Sunday, July 19, 2009

"Heart Knowledge"

We use a lot of buzzwords around the church, especially at TACF. It's not a bad thing, it's just funny how many there are. One of the phrases we use is "knowing something in your heart." This is different from knowing something in your head. Here's how:

You can know something in your head, but not live a life that shows that you believe that is true. You can know it in your head, but have no real depth of understanding in it. You can know it in your head, but have no feeling of certainty in your heart. Does this make sense? Do you get me here? (most of you probably will, as you've probably heard it before.)

Recently, a lot of things that used to be heart knowledge seemed to have been shaken in their place and are now sitting in the "head knowledge" realm.
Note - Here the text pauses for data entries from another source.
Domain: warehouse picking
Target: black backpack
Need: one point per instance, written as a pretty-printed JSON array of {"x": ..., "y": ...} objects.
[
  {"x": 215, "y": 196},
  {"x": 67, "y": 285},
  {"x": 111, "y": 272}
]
It's been really unsettling. I went through a few weeks where I was progressively struggling more and more with simple beliefs and feelings and truths that gave me much strength and comfort. This started to cause a lot of trouble in my relationship with God. I don't know if these things were being shaken so that they can be resettled with more conviction, more truth, more revelation. I'm not sure. I'm still kind of trying to get them back there. Truth be told, even though things are starting to feel better, I'm still not quite sure of these things that have been losing hold. I'm not quite sure I even remember the process of translating knowledge from head to heart. I've forgotten how that twelve-ish inch journey is made. I think, for things having to do with God, it requires the Holy Spirit. Maybe I need more of Holy Spirit?
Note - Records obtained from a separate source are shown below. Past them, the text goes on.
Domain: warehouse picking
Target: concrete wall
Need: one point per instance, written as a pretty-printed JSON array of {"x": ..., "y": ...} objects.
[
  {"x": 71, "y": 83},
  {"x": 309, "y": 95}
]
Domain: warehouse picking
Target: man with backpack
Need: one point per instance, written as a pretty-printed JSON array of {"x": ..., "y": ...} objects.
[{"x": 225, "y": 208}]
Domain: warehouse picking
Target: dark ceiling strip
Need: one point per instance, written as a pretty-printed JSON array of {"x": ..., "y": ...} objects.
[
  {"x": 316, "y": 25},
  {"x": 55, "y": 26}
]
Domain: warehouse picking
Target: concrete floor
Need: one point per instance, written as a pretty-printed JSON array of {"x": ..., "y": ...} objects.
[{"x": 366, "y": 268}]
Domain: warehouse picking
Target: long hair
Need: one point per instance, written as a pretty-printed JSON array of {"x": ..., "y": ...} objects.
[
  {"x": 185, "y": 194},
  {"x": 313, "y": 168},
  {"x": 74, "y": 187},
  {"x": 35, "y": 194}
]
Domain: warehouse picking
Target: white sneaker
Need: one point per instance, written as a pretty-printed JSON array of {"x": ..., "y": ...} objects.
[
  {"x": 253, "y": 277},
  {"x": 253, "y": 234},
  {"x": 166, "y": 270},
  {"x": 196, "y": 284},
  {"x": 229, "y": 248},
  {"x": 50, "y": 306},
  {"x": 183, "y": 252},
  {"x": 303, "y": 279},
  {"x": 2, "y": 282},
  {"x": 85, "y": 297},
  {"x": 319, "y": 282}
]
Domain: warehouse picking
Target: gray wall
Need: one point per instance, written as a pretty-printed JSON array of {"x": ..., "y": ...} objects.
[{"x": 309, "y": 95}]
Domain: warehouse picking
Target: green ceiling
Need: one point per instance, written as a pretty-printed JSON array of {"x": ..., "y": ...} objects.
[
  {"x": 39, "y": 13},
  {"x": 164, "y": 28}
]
It's scary when all of the sudden God's love is just a piece of knowledge and not a place in your heart. It's scary when your identity in him is suddenly a matter of fact and not a matter of confidence. It's really hard when his goodness is an idea and not a comfort. When you feel abandoned and lonely and separated from his presence, his voice, his heart, his love, what do you do? It's even harder when you feel like you don't have people to turn to. And at this point, even the people you do have to turn to seem far away, and your views of God and yourself and your friends are all skewed by the turmoil of your heart.
What's one to do? I guess you just have to truck through. I don't know how to give up on God. I know how it feels to want to, but I don't know how to actually do it. To abandon him completely doesn't seem like something I can wrap my heard around.

I'm still waiting for a lot of this to settle again, it all still seems in transit somewhere. Lost, fragmented, and hurt. But even if in my heart I don't feel it, something in me, even if it's just head knowledge, knows he's good and he loves me. Let's see how God uses that to build my heart.
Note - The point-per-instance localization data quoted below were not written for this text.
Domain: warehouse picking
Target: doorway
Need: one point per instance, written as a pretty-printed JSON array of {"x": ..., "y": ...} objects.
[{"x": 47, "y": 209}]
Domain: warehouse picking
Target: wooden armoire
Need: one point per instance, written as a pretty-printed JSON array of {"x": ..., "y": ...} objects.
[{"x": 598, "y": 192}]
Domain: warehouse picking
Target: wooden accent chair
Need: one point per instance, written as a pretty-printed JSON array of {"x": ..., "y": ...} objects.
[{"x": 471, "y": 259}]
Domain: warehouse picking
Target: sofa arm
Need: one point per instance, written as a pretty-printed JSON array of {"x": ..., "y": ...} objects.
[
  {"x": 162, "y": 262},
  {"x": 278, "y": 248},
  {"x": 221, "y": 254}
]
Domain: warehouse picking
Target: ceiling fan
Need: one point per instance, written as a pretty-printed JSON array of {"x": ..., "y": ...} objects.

How about you? Do you know how this feels? Has God been shaking your heart knowledge? Or maybe your head knowledge? Or maybe even everything you know?

1 comment:

mark said...

Hmmm, interesting post my friend.
I can recall more than a few 'secular' fictional films and pieces of literature that suggest something along the lines of 'following your heart'. You know, to the hero, the heroine, the person who was lost, the person deciding who to marry, the person deciding what direction to take at a fork in the road. I think most humans have some inkling that deep in their 'heart', there lie answers and truth.
I agree that knowing God's love in your heart is something that is said here and there within particular Christian circles, but I don't think that it is something out of the ordinary...it is just that God's love is the truth, or answer, or the subject in question.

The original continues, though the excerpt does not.